Changes across Multiple Projects
Let’s assume that your DevOps team didn’t have the foresight to create shared Jenkins pipelines before you began all your projects. At a certain point, several projects will be extremely boilerplate, but will require tons of copy and paste. Eventually, you’ll run into a problem where you’ll have to change one line in multiple Jenkinsfiles. You’ll embark upon the task of reducing this code sprawl, and realize every file has multiple snowflake changes where this line is used. Shepherding this change has gone from a simple find and replace, to essentially writing a poor man’s syntactic parser, as opposed to other CI solutions that use YAML or JSON.

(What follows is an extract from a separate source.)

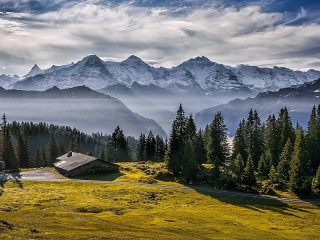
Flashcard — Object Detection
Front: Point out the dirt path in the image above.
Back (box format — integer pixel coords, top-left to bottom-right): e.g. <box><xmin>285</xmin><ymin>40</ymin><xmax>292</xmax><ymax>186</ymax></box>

You deserve better — there are multiple open source projects such as Buildkite, Drone, Concourse, JenkinsX or GoCD. These tools bring a modern approach to CI by offering a declarative syntax, sane storage options (by storing your configuration and runs in a database), the ability to reproduce your CI runs locally, plugins for common CI scenarios, horizontal worker scaling, and frameworks to allow you to add any in house abstractions you may require. If you’re not interested in rolling your own, there are SaaS solutions such as CircleCI, Travis, or Harness, GitLabCi, TeamCity, and cloud platform solutions like Cloud Build. All offer more fine grained control of your pipeline with easier configurations and more maintainable platforms.